The New York State Department of Environmental Conservation (DEC) has proposed to repeal and replace the air emission standards for dry cleaning facilities set forth at 6 NYCRR Part 232 to reflect shifts in the industry and incorporate changes to federal standards. Among other things, DEC is: phasing out all perchloroethylene (perc) dry cleaning machines from residential buildings as well as all third generation machines (i.e., those without integral secondary control systems); imposing additional standards on fourth generation perc machines, including monthly operator machine testing at co-located residential and commercial facilities; and establishing an approval process for alternative dry cleaning solvents and imposing new emission standards, equipment and operating standards on alternative solvent dry cleaning machines.
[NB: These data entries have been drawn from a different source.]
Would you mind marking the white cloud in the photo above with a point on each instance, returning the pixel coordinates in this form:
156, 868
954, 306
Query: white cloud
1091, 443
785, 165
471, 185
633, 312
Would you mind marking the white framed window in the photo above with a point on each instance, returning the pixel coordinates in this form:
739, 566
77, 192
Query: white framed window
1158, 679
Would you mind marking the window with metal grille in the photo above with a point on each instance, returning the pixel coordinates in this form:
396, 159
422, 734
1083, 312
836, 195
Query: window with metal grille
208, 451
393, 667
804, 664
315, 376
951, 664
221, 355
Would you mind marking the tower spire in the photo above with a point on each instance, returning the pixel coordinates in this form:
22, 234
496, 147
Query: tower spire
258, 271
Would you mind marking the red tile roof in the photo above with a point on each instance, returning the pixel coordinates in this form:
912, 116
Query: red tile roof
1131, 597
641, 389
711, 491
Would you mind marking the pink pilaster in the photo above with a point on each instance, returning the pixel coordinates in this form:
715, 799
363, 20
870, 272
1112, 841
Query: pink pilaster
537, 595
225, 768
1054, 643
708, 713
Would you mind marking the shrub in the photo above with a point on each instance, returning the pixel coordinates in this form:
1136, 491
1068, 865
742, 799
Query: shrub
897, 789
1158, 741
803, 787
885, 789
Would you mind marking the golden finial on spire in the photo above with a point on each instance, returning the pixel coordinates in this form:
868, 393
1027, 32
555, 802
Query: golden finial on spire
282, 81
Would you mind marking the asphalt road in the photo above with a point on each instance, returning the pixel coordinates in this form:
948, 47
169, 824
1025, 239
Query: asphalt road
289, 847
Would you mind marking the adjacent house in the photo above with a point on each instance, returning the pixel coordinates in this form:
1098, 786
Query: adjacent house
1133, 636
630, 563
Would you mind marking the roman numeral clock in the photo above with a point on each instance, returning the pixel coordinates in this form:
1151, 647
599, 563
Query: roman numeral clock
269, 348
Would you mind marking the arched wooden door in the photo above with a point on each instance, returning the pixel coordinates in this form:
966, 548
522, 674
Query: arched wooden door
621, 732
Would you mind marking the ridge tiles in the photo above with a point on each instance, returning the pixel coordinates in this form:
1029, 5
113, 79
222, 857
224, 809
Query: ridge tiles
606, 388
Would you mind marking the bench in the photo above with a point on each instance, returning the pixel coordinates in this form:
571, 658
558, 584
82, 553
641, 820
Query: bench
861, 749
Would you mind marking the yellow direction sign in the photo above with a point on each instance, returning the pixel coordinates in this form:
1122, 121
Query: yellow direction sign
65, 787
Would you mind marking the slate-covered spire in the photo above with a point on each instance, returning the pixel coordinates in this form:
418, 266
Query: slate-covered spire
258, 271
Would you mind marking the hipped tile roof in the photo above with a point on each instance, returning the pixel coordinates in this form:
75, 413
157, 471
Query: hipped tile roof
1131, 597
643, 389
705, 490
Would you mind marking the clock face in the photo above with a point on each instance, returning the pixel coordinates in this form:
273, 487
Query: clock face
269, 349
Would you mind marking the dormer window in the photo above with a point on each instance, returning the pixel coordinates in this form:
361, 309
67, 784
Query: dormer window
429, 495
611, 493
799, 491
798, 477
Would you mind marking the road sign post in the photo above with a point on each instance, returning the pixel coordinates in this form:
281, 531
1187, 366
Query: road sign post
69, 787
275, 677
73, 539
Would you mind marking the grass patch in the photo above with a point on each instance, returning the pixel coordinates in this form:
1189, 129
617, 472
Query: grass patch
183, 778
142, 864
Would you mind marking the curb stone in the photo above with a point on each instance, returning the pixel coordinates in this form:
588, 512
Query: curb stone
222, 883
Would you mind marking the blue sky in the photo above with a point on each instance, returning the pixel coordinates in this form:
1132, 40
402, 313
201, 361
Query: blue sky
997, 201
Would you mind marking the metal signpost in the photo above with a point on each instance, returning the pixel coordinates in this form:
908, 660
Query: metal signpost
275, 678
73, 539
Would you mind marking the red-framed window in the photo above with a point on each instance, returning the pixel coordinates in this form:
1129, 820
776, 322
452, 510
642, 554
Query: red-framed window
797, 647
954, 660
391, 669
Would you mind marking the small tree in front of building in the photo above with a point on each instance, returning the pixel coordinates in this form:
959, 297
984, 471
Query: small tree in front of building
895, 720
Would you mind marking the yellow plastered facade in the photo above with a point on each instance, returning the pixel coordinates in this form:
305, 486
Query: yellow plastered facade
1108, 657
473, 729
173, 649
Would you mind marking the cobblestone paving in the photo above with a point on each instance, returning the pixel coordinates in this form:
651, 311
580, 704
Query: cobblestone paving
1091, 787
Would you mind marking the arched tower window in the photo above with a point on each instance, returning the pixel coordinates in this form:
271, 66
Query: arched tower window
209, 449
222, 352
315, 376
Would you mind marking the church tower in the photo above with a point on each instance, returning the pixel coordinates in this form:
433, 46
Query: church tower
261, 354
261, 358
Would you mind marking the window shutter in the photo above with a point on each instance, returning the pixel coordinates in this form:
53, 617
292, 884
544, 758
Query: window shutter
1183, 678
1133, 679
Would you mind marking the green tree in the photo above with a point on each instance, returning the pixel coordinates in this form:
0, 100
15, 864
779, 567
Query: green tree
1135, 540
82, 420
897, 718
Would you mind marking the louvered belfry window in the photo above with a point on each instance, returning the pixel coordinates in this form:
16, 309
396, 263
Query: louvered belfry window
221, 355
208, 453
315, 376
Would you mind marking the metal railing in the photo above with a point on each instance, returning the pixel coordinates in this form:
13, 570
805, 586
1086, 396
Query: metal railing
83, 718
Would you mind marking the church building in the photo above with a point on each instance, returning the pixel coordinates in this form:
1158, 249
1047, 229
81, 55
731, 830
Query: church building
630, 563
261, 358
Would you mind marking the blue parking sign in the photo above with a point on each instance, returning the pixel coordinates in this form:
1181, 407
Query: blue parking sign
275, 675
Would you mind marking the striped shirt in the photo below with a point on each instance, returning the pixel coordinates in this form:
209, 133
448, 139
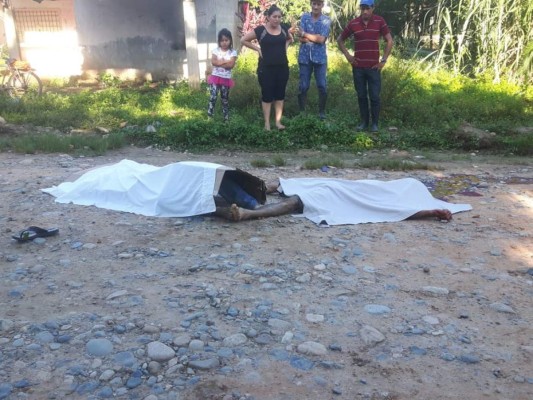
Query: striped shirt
366, 39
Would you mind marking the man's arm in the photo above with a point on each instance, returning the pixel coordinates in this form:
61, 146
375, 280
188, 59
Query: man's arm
344, 50
386, 52
388, 46
318, 38
311, 37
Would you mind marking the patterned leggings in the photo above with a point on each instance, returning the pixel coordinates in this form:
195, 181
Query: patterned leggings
224, 97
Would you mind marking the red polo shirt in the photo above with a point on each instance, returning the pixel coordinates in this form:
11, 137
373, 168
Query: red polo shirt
366, 39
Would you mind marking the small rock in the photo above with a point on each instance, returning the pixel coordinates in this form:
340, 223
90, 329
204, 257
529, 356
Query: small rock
312, 348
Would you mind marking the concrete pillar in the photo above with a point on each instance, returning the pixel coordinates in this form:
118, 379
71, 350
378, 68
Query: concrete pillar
11, 34
225, 17
191, 42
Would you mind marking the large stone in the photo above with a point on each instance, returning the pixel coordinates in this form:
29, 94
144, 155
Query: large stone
312, 348
99, 347
158, 351
235, 340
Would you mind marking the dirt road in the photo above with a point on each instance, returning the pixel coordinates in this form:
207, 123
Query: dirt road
132, 307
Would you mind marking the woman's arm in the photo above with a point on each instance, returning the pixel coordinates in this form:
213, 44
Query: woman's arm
246, 41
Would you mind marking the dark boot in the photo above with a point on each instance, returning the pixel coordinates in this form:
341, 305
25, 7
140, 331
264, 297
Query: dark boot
302, 99
322, 98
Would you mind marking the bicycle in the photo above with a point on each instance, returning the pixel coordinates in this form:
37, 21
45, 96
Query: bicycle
19, 79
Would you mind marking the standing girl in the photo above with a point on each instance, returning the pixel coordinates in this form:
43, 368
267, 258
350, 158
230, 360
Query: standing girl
223, 60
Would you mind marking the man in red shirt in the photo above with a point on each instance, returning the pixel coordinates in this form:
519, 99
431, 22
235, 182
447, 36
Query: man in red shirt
366, 64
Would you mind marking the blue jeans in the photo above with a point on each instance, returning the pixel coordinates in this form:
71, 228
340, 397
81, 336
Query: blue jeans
320, 77
367, 82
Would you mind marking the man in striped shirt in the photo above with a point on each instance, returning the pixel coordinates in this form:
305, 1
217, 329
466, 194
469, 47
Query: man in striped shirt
366, 31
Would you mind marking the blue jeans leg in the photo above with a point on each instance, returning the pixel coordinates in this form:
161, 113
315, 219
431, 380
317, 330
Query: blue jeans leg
305, 78
374, 89
320, 71
367, 82
359, 81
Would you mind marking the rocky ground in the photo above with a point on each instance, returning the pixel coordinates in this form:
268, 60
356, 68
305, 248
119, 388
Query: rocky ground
131, 307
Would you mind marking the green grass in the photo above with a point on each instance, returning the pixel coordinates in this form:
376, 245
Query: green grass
391, 164
325, 161
425, 106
Currently, alternative solvent dry cleaning activities are regulated under 6 NYCRR Part 212. The proposed rule can be found on DEC’s website at: www.dec.ny.gov/regulations/110006.html.
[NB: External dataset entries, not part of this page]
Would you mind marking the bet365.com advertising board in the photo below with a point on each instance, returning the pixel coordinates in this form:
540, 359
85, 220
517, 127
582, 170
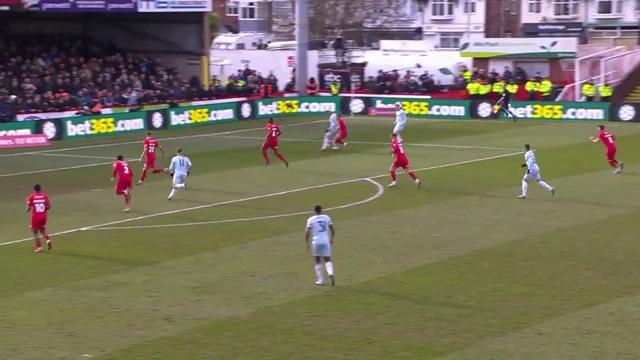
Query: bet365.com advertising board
551, 111
307, 105
104, 125
421, 107
202, 115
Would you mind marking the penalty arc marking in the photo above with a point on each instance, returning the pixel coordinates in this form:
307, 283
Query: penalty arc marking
379, 192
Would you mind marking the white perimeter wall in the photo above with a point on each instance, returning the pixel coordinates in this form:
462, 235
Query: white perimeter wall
278, 61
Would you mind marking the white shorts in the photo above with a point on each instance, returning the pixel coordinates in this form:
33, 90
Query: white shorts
322, 249
532, 175
179, 179
398, 129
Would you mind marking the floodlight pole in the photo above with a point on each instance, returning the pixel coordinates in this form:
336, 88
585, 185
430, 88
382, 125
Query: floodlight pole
302, 45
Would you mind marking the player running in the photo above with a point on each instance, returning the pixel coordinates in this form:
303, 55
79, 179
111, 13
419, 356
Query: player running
330, 134
503, 105
320, 229
271, 142
179, 169
609, 140
122, 170
533, 173
344, 132
151, 147
401, 161
401, 121
38, 204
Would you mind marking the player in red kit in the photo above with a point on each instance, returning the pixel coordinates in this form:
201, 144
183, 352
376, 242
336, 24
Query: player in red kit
609, 140
344, 132
151, 147
401, 161
38, 203
122, 170
271, 142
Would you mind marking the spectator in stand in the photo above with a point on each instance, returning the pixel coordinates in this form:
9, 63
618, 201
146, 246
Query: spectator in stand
312, 86
507, 74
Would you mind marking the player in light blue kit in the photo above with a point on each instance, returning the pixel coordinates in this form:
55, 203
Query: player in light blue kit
321, 233
533, 173
180, 168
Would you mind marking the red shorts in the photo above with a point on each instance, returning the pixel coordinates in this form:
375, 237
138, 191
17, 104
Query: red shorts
402, 163
123, 184
270, 144
38, 224
611, 153
151, 161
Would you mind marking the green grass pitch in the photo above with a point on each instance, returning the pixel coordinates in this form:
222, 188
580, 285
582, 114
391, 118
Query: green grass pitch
459, 269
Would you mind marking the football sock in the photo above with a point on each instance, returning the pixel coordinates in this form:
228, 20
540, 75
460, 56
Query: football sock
329, 266
281, 157
319, 274
545, 185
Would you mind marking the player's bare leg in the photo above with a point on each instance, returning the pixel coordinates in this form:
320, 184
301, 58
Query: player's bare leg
328, 264
127, 201
394, 176
319, 271
281, 157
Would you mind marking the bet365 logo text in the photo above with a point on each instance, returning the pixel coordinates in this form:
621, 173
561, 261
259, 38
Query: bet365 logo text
295, 107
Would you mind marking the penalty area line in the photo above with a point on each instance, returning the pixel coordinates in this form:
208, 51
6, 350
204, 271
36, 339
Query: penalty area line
435, 167
379, 192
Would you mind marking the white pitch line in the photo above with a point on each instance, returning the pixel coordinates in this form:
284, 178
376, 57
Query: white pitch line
435, 167
383, 143
379, 192
163, 139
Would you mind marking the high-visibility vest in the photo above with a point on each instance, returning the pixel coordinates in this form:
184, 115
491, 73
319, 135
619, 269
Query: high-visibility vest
545, 87
606, 90
512, 88
473, 88
589, 90
498, 87
532, 86
467, 75
484, 89
335, 88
Governor Announces Methane Reduction Plan

Governor Andrew Cuomo announced his Methane Reduction Plan establishing a framework for state agencies to implement measures to reduce emissions of methane, a powerful greenhouse gas. The Governor directed five agencies, including DEC, to inventory emissions and identify strategies for methane capture and elimination. The resulting plan identifies 25 measures in three sectors—oil and gas, landfills and agriculture. With respect to the oil and gas sector, the plan focuses on leak detection and repair measures, new monitoring and mitigation options, and improved knowledge and information sharing, among other measures. The landfill initiatives, by comparison, focus on developing and implementing programs to divert organics from landfills and implementing methane capture technologies. With respect to agriculture, the plan includes manure and livestock management and carbon sequestration measures. The plan can be found at: www.dec.ny.gov/energy/99223.html.  

Other Recent Developments

Federal                                                                

  • TRANSITION: The Trump administration proposed to slash the U.S. Environmental Protection Agency’s (EPA) 2018 budget by approximately 31%, including: eliminating various regional and other programs; significantly reducing grants to the states for basic program administration; slashing funding for climate and energy research; and significantly reducing funding for basic air, water, enforcement and other programs.
  • CHEMICAL: EPA is accepting comments on draft guidance supporting its recently adopted rule requiring manufacturers/processors of nanoscale materials to report certain information under the Toxic Substances Control Act while at the same time extending the effective date of the rule three months.

New York State

  • WATER: After a pair of emergency rulemakings, the New York State Department of Health has proposed permanent regulations imposing lead testing requirements on public school drinking water systems.
  • WATER: DEC is compiling data to assist it in developing a list of impaired surface waters as required under Section 303(d) of the Clean Water Act for purposes of identifying waters that do not support their designated uses and so may require development of a total maximum daily load plan.